3. Further adventures in Theory. I’ve still got comments on the previous threads I should respond to, and indeed it’s not like I’ve read much more of the book yet (see above re: Final Fantasy and other commitments). But at the moment I am wrestling with Structuralism. As related, I am not convinced by some of the arguments for the creational power of language (I don’t think we divide the spectrum into individual colours entirely arbitrarily, purely as a matter of language; I think we divide it up the way we do because certain physical phenomena filters light into particular bands of wavelengths, and it is useful to have words for those bands), and I find some of the examples of structralist criticism given to get a bit, er, abstract. But at the same time I am sympathetic to the idea of a mode of criticism that is about relating texts to larger structures — not surprisingly, since I buy into Damien Broderick’s concept of the sf megatext (at least as I understand it from reading discussions of the concept), even if it does take me away from the text I start with.

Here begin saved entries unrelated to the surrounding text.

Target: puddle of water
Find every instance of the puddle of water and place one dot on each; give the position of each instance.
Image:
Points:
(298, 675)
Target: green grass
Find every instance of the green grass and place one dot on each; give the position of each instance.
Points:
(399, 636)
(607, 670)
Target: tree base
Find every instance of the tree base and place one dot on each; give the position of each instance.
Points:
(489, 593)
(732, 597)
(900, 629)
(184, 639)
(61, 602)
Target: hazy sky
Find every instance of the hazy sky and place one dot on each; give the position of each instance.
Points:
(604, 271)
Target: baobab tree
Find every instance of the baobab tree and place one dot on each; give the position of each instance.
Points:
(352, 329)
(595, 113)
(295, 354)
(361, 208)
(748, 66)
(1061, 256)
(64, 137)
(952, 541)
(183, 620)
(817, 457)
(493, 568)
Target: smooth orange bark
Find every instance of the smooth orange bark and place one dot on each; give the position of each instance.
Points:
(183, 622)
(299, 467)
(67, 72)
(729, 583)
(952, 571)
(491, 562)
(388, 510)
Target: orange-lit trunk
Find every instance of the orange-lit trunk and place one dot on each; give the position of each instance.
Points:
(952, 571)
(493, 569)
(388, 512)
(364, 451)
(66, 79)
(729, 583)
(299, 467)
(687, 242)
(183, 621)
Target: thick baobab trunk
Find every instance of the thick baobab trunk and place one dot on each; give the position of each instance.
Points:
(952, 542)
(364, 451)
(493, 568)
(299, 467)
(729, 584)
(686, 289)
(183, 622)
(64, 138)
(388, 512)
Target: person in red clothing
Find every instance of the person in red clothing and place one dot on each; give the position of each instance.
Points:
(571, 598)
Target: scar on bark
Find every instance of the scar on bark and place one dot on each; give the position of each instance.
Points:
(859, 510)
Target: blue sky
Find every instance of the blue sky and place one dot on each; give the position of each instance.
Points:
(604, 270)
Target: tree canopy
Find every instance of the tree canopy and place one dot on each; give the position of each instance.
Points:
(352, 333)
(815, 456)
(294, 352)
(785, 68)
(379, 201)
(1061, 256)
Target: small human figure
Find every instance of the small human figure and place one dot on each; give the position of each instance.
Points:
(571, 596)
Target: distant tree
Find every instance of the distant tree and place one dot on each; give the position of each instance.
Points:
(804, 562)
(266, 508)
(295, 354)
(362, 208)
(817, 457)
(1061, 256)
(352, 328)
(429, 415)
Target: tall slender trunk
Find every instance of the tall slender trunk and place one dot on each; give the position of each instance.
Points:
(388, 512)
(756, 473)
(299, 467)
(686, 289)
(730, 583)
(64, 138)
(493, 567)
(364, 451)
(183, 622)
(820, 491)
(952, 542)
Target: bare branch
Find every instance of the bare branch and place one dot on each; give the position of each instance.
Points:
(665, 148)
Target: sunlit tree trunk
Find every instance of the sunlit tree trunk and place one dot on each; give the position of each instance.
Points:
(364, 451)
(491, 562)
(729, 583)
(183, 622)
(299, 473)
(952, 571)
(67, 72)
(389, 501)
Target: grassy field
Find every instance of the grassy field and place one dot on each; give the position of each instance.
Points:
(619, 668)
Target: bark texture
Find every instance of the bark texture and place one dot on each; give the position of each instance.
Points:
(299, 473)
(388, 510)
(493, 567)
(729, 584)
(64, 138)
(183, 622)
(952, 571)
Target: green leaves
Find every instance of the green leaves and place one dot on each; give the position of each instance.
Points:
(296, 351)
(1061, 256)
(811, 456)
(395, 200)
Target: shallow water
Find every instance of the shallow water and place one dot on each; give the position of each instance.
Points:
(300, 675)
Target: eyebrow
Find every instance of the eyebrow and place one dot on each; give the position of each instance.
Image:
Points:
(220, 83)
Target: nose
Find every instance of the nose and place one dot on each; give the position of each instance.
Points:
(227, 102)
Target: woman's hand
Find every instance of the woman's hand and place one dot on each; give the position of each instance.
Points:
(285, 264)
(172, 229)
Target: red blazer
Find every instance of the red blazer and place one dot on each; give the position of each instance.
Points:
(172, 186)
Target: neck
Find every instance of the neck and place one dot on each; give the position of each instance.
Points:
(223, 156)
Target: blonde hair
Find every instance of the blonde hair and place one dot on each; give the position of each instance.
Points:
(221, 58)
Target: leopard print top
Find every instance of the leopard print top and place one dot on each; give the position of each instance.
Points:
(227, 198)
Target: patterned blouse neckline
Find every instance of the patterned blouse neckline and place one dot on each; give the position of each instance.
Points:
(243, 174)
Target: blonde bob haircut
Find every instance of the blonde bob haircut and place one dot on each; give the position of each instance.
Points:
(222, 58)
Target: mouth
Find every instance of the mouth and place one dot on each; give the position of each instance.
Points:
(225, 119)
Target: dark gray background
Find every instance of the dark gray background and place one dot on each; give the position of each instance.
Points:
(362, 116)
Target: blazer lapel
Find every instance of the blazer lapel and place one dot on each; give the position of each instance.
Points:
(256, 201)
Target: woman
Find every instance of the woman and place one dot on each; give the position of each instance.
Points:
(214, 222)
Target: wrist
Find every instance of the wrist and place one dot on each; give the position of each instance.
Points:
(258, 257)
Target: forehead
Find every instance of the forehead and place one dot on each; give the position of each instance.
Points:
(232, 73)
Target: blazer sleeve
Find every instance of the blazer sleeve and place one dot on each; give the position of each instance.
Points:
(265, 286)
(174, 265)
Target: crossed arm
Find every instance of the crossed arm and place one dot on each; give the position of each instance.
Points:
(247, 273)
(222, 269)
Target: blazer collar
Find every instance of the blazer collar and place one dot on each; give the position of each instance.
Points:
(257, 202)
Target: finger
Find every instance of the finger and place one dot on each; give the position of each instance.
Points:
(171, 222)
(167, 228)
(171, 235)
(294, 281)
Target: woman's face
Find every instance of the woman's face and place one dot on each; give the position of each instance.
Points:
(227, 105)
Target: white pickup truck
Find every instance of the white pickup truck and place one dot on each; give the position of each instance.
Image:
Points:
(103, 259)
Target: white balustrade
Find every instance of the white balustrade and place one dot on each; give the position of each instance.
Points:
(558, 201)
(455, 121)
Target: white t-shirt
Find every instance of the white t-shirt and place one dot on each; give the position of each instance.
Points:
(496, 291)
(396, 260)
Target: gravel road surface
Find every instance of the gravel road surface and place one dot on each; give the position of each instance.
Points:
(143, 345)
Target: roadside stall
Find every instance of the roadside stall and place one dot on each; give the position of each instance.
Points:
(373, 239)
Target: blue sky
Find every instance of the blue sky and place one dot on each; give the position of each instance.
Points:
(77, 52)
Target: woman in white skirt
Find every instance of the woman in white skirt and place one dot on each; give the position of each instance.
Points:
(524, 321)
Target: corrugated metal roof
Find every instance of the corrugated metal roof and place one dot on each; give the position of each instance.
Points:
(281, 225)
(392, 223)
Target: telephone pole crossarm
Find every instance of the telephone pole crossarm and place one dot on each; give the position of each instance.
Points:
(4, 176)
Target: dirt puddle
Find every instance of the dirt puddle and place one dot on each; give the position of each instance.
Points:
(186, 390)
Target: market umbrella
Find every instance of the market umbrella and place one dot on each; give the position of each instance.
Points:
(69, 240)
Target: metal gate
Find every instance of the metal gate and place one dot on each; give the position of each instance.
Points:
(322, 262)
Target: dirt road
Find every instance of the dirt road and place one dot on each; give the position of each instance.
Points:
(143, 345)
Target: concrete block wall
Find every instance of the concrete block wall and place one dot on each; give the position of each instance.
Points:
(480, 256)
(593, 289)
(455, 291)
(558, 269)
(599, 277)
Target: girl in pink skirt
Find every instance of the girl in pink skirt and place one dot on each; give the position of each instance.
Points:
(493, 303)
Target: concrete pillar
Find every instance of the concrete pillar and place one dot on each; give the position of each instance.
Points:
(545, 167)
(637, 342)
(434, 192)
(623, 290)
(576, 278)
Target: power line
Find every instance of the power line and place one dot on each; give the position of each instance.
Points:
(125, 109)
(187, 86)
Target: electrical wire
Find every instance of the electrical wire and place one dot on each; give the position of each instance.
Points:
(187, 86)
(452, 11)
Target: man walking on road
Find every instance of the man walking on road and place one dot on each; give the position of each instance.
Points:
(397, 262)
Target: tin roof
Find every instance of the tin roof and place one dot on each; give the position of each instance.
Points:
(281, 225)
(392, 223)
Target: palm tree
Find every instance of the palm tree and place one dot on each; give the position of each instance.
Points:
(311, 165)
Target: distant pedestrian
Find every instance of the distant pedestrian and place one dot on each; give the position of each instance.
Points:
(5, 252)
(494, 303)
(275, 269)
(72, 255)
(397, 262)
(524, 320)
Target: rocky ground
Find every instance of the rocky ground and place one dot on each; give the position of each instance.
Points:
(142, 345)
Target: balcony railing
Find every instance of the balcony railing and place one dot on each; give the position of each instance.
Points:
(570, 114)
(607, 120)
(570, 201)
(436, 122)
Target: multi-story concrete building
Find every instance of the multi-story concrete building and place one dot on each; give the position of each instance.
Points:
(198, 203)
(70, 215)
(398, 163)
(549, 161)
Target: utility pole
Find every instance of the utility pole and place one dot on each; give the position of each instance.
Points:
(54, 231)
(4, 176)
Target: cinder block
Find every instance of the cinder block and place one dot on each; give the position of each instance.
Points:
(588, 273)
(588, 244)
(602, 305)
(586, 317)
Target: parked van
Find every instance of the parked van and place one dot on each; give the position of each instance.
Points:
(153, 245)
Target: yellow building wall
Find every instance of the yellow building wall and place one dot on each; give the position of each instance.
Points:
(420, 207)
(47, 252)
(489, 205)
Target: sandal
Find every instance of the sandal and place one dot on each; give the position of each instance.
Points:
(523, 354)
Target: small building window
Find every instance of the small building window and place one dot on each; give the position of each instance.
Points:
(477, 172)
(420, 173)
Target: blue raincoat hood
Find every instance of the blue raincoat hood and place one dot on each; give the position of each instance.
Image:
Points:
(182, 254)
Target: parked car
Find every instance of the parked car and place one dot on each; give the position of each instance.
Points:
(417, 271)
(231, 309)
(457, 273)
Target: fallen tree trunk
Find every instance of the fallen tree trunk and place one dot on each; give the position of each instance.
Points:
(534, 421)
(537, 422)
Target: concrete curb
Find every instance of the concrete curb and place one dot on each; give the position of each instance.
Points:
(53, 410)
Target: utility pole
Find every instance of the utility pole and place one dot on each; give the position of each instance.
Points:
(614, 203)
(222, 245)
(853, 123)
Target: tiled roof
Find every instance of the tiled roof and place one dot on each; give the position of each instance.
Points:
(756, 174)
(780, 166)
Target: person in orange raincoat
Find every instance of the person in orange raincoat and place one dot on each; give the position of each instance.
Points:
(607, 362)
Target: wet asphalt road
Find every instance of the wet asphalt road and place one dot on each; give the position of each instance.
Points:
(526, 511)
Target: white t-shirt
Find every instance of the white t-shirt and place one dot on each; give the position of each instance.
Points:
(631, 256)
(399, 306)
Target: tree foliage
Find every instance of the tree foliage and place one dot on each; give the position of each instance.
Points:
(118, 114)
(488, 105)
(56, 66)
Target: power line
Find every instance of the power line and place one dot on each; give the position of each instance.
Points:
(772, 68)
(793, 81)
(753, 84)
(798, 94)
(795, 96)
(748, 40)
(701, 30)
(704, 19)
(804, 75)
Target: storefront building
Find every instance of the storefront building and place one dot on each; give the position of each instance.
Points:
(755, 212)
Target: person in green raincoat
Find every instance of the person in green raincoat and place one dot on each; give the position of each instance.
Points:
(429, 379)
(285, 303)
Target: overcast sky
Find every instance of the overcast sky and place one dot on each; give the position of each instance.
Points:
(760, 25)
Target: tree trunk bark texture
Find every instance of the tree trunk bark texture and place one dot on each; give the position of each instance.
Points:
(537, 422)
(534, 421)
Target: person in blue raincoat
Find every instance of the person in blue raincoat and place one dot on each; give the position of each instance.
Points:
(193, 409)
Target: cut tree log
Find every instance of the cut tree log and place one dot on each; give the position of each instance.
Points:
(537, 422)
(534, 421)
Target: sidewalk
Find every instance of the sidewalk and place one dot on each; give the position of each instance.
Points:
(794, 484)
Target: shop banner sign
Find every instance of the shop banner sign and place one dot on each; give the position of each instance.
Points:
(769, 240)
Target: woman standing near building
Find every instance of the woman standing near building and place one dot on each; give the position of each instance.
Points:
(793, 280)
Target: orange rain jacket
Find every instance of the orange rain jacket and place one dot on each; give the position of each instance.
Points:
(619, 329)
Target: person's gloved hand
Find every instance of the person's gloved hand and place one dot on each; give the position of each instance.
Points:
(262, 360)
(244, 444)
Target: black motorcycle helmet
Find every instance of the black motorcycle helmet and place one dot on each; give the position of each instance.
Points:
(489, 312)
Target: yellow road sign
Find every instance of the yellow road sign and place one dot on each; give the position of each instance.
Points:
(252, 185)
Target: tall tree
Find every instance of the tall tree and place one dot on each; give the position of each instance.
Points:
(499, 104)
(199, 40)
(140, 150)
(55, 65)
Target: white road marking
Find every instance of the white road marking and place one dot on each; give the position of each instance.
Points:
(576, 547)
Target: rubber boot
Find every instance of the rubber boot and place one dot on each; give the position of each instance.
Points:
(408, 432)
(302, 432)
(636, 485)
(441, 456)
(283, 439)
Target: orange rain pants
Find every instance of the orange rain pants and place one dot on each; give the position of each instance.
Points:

4. Reading, and particularly reading of shortlists, as social behaviour; although on this one I’m not sure I have anything to add, so much as I want to point it out as a concise statement of something I am often conscious of. The urge to write reviews, in this model, is something of a totalitarian impulse, an urge to make, or at least persuade, people to talk about what you’re interested in talking about. (So is there an extent to which I approve of the BSFA novel shortlist because it consists largely of things I’ve already read? Maybe.)

Life on Mars, US style

The revamped pilot (with Harvey Keitel, no less, as Gene Hunt) airs next Thursday. Io9 has a puff piece about it, with this interesting tidbit:

In the British version, Sam has really only three options for what’s happening: he’s time-traveled, he’s in a coma and dreaming, or he’s gone insane. But the American version will add another 10 possibilities, for a total of 13. Including the idea that Sam is dead and in purgatory. At the start of the second episode, Annie walks in on Sam writing all 13 possibilities on a chalkboard. And the show’s first 13 episodes will each explore one of those possibilities. “In the second episode, there’ll be a visitor that will come into Sam’s life that alone will open up the mystery significantly,” says Appelbaum.